Building Trust in an Instant World
This morning I was roused from my slumber by a persistent low-level buzzing. Someone’s phone was sitting out and in the early, early morning silence the vibrating ringer was literally making the house buzz. It turns out that my son left his phone on the fireplace mantle, which lies below my room. What was the urgent message? A simple text.
It got me thinking about youth, communication, social media, our “instant world” and trust. After a couple cups of coffee, I’m inspired to share some thoughts on how to build trust in an instant world. (as well as reminding me to be thankful for trade routes but that’s another story)
“The more things change, the more they stay the same” is a tired old trope but it works. The tools we use to communicate have changed and will change, but the fundamentals of communicating effectively remain constant. Consistency, finding mutual benefits, listening and focusing on issues/not being blinded by personalities still drives the cornerstone of relationships: Trust.
I’ll use those fundamentals to outline a few points about how to build trust online.
Consistency. A strong building needs a solid foundation, right? (my aunt used to tell me this as she looked at my giant feet as a youth – “don’t worry, you’ll grow into them”) Consistency is the foundation for trust. I’m not talking about “every day he does ‘x'”, but a more nuanced “every day his actions align with our shared values” kind of thing. In our instant world, with it’s increasing storage capacity and search-ability might make it harder to hide our inconsistencies, but on the flip side it helps us draw a line and connection points.

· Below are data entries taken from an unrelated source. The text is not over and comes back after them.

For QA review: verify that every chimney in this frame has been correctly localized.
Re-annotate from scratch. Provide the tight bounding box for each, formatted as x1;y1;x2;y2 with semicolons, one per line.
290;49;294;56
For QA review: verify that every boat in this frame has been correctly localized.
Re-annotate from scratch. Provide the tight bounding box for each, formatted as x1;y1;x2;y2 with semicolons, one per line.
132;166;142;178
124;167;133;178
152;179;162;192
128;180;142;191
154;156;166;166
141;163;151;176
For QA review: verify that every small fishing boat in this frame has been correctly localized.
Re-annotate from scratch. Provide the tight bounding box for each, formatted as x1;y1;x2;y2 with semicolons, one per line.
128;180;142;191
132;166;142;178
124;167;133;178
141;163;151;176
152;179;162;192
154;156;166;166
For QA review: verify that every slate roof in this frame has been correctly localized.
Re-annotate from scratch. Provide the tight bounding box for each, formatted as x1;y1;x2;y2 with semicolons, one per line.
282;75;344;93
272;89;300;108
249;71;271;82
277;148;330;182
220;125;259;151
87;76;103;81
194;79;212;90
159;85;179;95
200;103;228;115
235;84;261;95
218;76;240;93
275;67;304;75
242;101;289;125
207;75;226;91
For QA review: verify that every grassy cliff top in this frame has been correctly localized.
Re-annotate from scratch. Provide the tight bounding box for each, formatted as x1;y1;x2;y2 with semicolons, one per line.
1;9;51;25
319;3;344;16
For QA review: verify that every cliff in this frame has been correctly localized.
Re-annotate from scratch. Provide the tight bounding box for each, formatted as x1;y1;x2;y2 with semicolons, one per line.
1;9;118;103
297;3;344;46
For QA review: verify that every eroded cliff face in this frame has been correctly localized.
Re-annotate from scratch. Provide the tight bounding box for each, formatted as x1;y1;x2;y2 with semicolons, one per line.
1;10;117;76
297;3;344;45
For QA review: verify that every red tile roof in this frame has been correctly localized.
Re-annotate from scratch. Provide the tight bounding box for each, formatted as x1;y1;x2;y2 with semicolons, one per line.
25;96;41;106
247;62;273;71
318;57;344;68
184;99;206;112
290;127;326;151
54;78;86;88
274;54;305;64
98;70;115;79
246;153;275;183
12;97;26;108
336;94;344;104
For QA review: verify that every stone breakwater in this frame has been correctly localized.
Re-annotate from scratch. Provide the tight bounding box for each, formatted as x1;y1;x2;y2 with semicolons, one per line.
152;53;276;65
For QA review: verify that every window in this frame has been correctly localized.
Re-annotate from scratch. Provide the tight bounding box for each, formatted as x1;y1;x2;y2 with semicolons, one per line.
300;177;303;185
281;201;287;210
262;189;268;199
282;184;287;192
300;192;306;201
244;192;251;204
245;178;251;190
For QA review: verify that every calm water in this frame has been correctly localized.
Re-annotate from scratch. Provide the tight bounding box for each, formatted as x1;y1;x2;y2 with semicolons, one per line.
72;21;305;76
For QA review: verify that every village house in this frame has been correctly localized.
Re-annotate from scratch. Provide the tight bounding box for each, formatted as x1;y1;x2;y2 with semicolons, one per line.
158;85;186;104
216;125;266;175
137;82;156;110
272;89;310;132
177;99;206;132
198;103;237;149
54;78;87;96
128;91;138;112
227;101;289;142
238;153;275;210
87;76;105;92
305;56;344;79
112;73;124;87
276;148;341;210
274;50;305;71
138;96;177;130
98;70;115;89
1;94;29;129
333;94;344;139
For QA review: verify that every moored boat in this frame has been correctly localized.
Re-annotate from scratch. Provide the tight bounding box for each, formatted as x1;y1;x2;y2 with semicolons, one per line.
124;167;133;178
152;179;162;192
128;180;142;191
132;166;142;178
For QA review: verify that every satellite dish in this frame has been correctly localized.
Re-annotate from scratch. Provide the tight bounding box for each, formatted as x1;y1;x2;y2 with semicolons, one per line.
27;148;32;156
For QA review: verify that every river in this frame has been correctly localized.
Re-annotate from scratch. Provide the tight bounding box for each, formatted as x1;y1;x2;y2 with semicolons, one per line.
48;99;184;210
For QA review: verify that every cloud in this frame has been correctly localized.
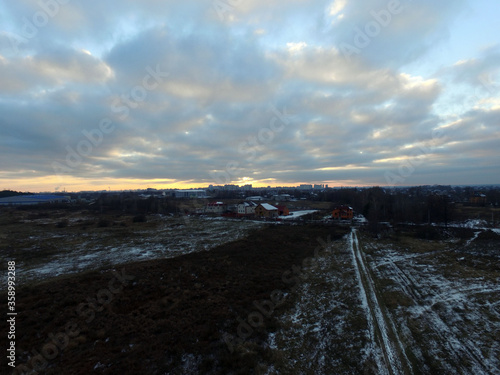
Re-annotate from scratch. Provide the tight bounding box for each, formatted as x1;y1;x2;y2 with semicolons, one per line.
0;0;500;191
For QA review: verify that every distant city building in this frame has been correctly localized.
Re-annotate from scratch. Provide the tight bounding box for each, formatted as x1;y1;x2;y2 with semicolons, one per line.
255;203;279;218
0;194;71;206
246;195;264;201
332;206;354;220
237;202;258;217
172;190;207;198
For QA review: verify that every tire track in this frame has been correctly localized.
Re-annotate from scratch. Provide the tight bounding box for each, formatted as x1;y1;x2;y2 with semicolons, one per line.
374;247;491;374
350;229;413;375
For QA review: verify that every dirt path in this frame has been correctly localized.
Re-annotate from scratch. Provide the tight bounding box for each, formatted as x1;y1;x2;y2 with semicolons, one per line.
349;229;413;375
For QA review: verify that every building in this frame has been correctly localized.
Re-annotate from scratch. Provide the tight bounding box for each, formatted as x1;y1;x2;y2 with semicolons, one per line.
172;190;207;198
255;203;279;218
470;193;487;206
236;202;258;217
246;195;264;201
273;194;292;202
276;205;290;216
332;206;354;220
299;184;312;190
0;194;71;206
205;202;227;215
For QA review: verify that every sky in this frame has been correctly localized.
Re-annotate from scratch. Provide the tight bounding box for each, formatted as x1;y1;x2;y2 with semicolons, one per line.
0;0;500;192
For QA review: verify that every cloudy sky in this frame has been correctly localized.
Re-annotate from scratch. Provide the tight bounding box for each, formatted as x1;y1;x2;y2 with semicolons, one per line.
0;0;500;191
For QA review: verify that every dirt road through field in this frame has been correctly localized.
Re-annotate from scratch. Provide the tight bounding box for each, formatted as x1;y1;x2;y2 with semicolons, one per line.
349;229;413;375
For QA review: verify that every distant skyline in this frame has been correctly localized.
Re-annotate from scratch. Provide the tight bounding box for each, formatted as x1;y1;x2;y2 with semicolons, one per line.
0;0;500;192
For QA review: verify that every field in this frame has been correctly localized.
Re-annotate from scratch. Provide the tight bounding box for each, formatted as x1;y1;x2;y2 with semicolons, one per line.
1;212;500;374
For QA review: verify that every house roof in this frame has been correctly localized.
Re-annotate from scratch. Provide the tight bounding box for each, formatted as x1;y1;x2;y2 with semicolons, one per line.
261;203;278;211
207;202;224;206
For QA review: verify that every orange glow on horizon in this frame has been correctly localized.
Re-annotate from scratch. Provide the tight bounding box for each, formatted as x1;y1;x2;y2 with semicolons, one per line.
0;176;374;193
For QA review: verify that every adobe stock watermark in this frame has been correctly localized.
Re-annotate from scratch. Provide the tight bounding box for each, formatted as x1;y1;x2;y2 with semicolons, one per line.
212;0;243;21
13;268;135;375
9;0;71;53
209;105;295;185
384;128;444;187
339;0;413;62
223;236;332;353
52;65;170;182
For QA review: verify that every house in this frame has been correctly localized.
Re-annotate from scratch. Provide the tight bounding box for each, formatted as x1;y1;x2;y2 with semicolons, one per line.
332;206;354;220
205;202;227;215
276;205;290;216
470;193;487;206
236;202;258;217
255;203;279;218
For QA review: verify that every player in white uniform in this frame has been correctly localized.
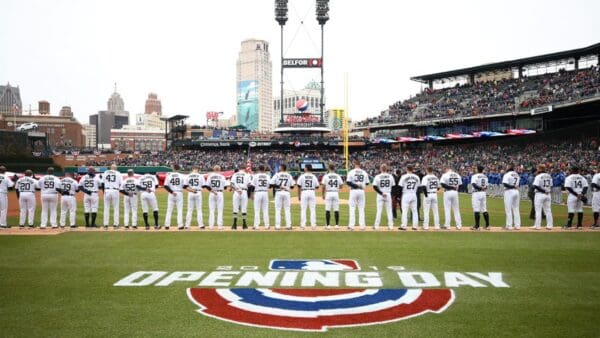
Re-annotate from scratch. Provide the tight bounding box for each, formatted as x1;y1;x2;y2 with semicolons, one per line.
138;174;160;230
398;165;421;230
165;164;185;230
321;163;344;229
564;167;588;230
421;167;440;230
119;169;140;229
183;166;206;229
37;167;60;229
60;173;79;229
102;163;123;229
297;164;319;230
251;164;271;230
440;167;462;230
471;165;490;230
373;164;396;230
591;168;600;229
79;167;102;228
502;165;521;230
533;164;553;230
346;160;369;230
229;170;252;230
0;166;15;228
206;165;229;230
271;164;296;230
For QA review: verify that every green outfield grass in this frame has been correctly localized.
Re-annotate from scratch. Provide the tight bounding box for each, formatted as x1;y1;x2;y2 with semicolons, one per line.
0;194;600;337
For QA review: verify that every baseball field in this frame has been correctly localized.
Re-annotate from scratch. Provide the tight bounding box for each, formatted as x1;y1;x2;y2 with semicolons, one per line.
0;192;600;337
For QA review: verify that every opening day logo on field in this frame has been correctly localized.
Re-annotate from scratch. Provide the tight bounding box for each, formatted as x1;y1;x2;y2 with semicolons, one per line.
114;259;509;331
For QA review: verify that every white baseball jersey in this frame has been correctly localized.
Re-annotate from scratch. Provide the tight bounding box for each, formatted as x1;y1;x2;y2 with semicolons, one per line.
297;173;319;190
139;174;158;192
440;171;462;190
183;173;206;192
421;174;440;194
565;174;588;194
471;173;488;191
250;173;270;192
321;173;344;192
533;173;552;193
373;173;396;196
398;174;420;195
37;175;60;195
502;171;521;188
165;172;185;192
271;172;295;191
346;169;369;189
230;171;252;191
206;173;229;192
16;176;38;193
60;177;79;196
119;176;140;195
79;175;101;192
102;170;123;190
0;174;15;193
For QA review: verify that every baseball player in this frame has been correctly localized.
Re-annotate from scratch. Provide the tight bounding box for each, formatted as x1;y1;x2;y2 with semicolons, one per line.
398;165;422;230
229;170;252;230
297;164;319;230
250;164;271;230
0;166;15;228
421;167;440;230
79;167;102;228
271;164;296;230
471;165;490;230
502;165;521;230
183;166;206;229
346;160;369;230
591;168;600;229
373;164;396;230
165;164;185;230
440;167;462;230
59;173;79;229
37;167;60;229
321;163;344;229
102;163;122;229
533;164;553;230
206;165;229;230
15;170;38;229
564;167;588;230
138;173;160;230
119;169;140;229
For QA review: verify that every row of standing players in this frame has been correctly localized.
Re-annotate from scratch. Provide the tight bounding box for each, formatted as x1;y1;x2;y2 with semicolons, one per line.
0;161;600;230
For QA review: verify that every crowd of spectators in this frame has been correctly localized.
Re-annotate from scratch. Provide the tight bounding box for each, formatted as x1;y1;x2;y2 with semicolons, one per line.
357;66;600;126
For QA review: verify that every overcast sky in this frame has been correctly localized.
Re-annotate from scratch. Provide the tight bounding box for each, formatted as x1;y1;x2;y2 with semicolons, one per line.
0;0;600;123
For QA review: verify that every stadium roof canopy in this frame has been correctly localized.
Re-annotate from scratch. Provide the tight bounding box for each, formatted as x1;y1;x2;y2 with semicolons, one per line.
410;43;600;83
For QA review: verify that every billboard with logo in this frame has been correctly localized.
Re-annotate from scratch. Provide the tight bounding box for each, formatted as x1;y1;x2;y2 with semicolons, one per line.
237;80;258;131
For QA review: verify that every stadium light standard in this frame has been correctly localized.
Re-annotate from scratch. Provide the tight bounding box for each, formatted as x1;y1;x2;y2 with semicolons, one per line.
274;0;288;125
316;0;329;123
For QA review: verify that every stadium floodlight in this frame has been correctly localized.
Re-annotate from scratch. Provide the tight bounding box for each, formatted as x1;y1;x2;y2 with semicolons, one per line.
275;0;287;26
317;0;329;26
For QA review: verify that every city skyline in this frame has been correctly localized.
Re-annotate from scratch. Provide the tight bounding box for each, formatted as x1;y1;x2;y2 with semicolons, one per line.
0;0;600;124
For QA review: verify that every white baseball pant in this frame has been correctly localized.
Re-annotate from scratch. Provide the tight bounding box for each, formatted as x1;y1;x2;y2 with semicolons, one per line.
504;189;521;229
300;190;317;228
348;189;366;229
254;191;269;229
185;191;204;228
275;191;292;229
60;196;77;227
444;190;462;229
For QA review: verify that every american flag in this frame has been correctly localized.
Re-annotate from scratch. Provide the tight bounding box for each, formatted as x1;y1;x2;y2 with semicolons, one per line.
246;157;252;174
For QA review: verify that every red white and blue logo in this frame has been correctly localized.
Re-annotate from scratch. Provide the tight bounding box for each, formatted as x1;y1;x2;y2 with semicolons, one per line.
187;259;454;332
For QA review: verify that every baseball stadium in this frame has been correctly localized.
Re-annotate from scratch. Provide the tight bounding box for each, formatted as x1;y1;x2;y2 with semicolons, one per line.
0;0;600;337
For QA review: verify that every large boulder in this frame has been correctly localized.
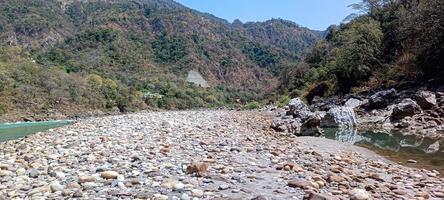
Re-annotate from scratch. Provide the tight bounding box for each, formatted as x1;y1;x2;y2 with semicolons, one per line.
296;114;323;136
344;98;364;108
391;98;422;120
288;98;312;121
321;107;356;127
413;91;437;110
369;88;398;109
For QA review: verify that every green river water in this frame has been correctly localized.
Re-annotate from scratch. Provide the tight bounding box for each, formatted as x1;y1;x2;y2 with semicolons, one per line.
0;121;444;174
325;129;444;175
0;121;72;142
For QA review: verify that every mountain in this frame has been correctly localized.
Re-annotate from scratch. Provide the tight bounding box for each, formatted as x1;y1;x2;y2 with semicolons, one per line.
0;0;322;119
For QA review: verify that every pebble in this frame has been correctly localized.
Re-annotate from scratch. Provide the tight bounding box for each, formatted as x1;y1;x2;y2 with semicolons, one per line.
79;176;96;183
28;169;40;178
100;171;120;179
0;111;444;200
349;189;370;200
191;189;204;198
50;181;64;192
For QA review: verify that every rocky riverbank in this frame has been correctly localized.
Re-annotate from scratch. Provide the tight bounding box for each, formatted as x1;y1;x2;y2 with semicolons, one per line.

At the risk of sounding flighty, the more in tune you are with your own values and the more those values shape your actions, the easier it is to build instant trust. “This is who I am . . . and look back, it’s basically who I have been over time,” helps with Consistency, and helps build trust. Often in an instant but not by itself.
Finding mutual benefits. Tagging along with consistency in building trust, is the finding of mutual benefits. We’re societal creatures, giving up some of our individualism for the greater good. We do this because the sum is greater than the parts, right? We find it mutually beneficial. It’s good for you and it’s good for me. I refer to the Law of Reciprocity often because it can be abused but when it’s used for the benefit of both parties, something bigger starts to take shape. In our increasingly instant world, the struggle is in how to do that. Again, the “memory” of mutual benefits that these new communication tools give us can bring Trust faster or take it away.
Let me address the “taking it away” concept here a bit. You can’t trust everybody and you can’t expect everyone to trust you. We all bring our own set of experiences and expectations to relationships and part of that is people not trusting you. In the past we may have never known how someone feels, but in the instant world, the transparent world, you tend to find out how people feel. My advice is to stay true to your values, understanding that not everyone shares those values and will not be open to your version of mutual benefits.
Consider this a virtual “pat on the back” – it’s okay.
Listening. Just looking at this word makes me think of Fraser. “I’m listening.” I have gone on about the “iceberg effect of communication” and in our instant world, nothing’s changed. Emoticons, abbreviations, Vine videos, are all attempts at improving our communication and building trust. Listening has always been a part of that. Face to face we have all sorts of checks and balances that help us understand one another. The telephone took some of those tools away, forcing us to be better with language and now we’re forced to try and listen in 140 character bursts.
Want to build trust? Turn those 140 characters into listening phrases. The same ones we had to learn on the phone. “Wait, what do you mean by that?” “Explain that again?” “Are you saying. . .?” I know, it’s awkward but just because we can instantly communicate doesn’t mean we instantly understand. Listening is trying to understand. Simply keeping that in mind, not jumping to conclusions, helps with trust.
Focusing on Issues. This falls into the “jumping to conclusions” box. Effective communication has always involved focusing on the message and not the messenger. Personality quirks, bad grammar, low light levels, public places. . .all little things that distract me from what you’re saying. I can focus on that, or I can focus on the message. Focus on the issue.
Excelling at focusing on issues fosters trust. “He understands” gets you further towards effective communication than “he hates it when i don’t use caps”. That said, if you’re seeking to be understood, it helps to know how the person you’re trying to work with likes to be communicated with.
Does that help? “What has happened, will happen” is another favorite of mine. The process of effective communication and the steps involved in building trust are constants. They’re universal even as the tools we use to communicate change. If it worked in the past, it will work in the future so don’t be distracted by the Instant World. The principles of Building Trust will endure.